BIDMach

models

package models

Visibility
  1. Public
  2. All

Type Members

  1. class BayesNet extends Model

    WIP: Bayes network using cooled Gibbs parameter estimation

  2. abstract class ClusteringModel extends Model

    An abstract class with shared code for Clustering Models

  3. class DNN extends Model

    Basic DNN class.

    Basic DNN class. Learns a supervised map from input blocks to output (target) data blocks. There are currently 4 layer types:

    • InputLayer: just a placeholder for the first layer which is loaded with input data blocks. No learnable params.
    • FCLayer: Fully-Connected Linear layer. Has a matrix of learnable params which is the input-output map.
    • RectLayer: Rectifying one-to-one layer. No params.
    • GLMLayer: a one-to-one layer with GLM mappings (linear, logistic, abs-logistic and SVM). No learnable params.

    The network topology is specified by opts.layers which is a sequence of "LayerSpec" objects. There is a LayerSpec Class for each Layer class, which holds the params for defining that layer. Currently only two LayerSpec types need params:

    • FC: holds the output dimensions of the FClayer (input dimension set by previous layer).
    • GLM: holds the links matrix (integer specs for loss types, see GLM), for the output of that layer. Its size should match the number of targets.
  4. class FM extends RegressionModel

    Factorization Machine Model.

    Factorization Machine Model. This class computes a factorization machine model a la

    Steffen Rendle (2012): Factorization Machines with libFM, in ACM Trans. Intell. Syst. Technol., 3(3), May.

    We depart slightly from the original FM formulation by including both positive definite and negative definite factors. While the positive definite factor can approximate any matrix in the limit, using both positive and negative definite factors should give better performance for a fixed number of factors. This is what we observed on several datasets. With both positive definite and negative definite factors, there should also be no need to remove diagonal terms, since the positive and negative factorizations already form a conventional eigendecomposition (a best least-squares fit for a given number of factors) of the matrix of second-order interactions.

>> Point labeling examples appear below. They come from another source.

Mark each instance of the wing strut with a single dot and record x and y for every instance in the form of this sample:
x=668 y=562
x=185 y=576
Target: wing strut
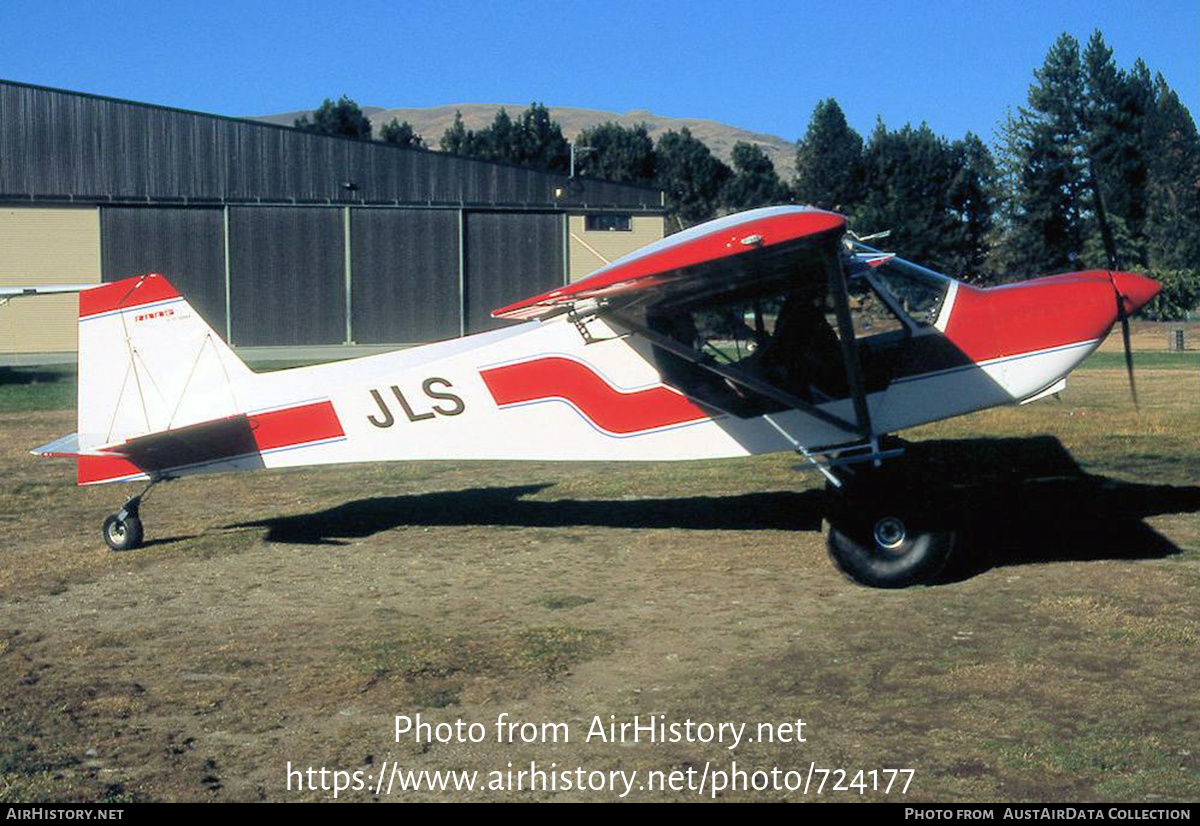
x=840 y=293
x=738 y=377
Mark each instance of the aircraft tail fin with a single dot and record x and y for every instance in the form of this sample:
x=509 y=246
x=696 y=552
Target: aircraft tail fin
x=149 y=363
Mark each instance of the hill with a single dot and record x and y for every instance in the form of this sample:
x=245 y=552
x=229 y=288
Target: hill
x=719 y=137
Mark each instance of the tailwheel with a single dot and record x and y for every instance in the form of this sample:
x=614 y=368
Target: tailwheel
x=880 y=538
x=123 y=533
x=123 y=530
x=887 y=550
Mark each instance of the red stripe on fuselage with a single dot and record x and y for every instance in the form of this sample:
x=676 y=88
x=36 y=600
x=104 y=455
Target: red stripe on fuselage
x=124 y=294
x=609 y=408
x=295 y=425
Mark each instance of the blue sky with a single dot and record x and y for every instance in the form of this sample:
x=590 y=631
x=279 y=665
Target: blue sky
x=761 y=66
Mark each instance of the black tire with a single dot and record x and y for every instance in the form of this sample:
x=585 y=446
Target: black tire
x=883 y=550
x=123 y=534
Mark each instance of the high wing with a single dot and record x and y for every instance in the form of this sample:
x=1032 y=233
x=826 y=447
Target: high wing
x=756 y=247
x=749 y=253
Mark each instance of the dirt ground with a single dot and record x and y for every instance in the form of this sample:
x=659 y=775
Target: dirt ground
x=288 y=617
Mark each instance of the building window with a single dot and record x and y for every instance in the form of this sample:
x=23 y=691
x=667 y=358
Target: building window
x=609 y=222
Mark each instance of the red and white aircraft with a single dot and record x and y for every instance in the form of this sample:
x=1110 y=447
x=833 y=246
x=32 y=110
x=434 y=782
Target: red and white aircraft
x=769 y=330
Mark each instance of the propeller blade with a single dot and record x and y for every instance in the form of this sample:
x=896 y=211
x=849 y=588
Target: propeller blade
x=1123 y=317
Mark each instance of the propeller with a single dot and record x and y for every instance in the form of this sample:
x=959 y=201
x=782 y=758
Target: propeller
x=1110 y=249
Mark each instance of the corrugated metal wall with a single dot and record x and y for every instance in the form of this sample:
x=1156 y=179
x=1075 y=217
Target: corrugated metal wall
x=169 y=183
x=59 y=144
x=509 y=257
x=185 y=244
x=287 y=275
x=405 y=275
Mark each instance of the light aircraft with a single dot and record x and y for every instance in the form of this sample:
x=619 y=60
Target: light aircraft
x=768 y=330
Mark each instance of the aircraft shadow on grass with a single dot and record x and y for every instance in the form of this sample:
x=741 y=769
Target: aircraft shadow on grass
x=13 y=376
x=1013 y=501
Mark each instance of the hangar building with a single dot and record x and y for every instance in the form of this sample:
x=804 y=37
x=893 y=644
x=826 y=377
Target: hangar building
x=282 y=238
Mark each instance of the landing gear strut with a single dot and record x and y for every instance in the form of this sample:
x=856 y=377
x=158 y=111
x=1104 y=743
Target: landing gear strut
x=123 y=530
x=883 y=531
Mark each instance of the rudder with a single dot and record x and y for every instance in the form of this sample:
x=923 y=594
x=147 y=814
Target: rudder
x=149 y=363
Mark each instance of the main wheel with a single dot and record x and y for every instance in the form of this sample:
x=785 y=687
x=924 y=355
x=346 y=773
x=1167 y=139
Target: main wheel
x=887 y=550
x=123 y=534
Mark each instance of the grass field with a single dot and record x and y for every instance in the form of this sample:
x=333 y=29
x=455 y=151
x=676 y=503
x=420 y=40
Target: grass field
x=289 y=616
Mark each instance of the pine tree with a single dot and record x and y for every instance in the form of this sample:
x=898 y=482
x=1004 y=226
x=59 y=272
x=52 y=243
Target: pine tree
x=539 y=142
x=828 y=161
x=1044 y=162
x=755 y=181
x=457 y=138
x=615 y=153
x=343 y=118
x=1173 y=213
x=1115 y=133
x=690 y=177
x=401 y=135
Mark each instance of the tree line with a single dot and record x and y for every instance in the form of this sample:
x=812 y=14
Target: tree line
x=1089 y=136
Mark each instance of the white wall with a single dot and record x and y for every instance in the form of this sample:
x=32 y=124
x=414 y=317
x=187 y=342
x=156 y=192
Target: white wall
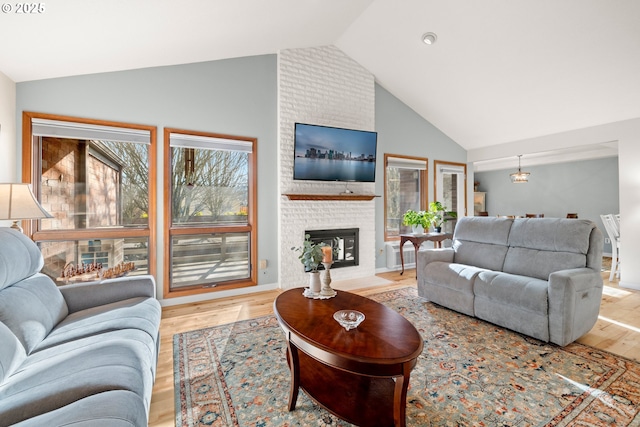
x=628 y=155
x=8 y=159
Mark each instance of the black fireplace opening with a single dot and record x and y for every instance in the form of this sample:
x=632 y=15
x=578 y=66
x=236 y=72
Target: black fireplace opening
x=344 y=241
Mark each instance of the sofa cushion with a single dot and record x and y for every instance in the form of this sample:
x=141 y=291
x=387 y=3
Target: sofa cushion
x=525 y=293
x=19 y=257
x=449 y=284
x=31 y=308
x=45 y=384
x=133 y=313
x=116 y=408
x=483 y=230
x=12 y=352
x=552 y=234
x=481 y=241
x=541 y=246
x=540 y=264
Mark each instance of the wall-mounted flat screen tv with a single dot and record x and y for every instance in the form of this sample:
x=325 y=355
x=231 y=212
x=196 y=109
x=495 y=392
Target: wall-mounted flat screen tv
x=323 y=153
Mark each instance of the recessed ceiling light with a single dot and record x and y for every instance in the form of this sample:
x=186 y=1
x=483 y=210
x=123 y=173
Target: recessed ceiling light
x=429 y=38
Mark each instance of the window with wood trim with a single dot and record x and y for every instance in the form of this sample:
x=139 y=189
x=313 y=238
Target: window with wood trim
x=405 y=182
x=97 y=180
x=450 y=188
x=211 y=213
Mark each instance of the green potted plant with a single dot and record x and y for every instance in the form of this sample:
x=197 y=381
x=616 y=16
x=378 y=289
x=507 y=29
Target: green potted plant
x=418 y=220
x=311 y=256
x=439 y=214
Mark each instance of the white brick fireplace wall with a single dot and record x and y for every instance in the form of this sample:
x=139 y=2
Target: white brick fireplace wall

    The types of model are given by the values of opts.links (IMat) and are the same as for GLM models. They are:

    • 0 = linear model (squared loss)
    • 1 = logistic model (logistic loss)
    • 2 = absolute logistic (hinge loss on logistic prediction)
    • 3 = SVM model (hinge loss)

    Options are:

    • links: an IMat whose nrows should equal the number of targets. Values as above. Can be different for different targets.
    • iweight: an FMat typically used to select a weight row from the input. i.e. iweight = 0,1,0,0,0 uses the second row of input data as weights to be applied to input samples. The iweight field should be 0 in mask.
    • dim1: Dimension of the positive definite factor
    • dim2: Dimension of the negative definite factor
    • strictFM: the exact FM model zeros the diagonal terms of the factorization. As mentioned above, this probably isn't needed in our version of the model, but its available.

    Inherited from Regression Model:

    • rmask: FMat, optional, 0-1-valued. Used to ignore certain input rows (which are targets or weights). Zero value in an element will ignore the corresponding row.
    • targets: FMat, optional, 0-1-valued. ntargs x nfeats. Used to specify which input features corresponding to targets.
    • targmap: FMat, optional, 0-1-valued. nntargs x ntargs. Used to replicate actual targets, e.g. to train multiple models (usually with different parameters) for the same target.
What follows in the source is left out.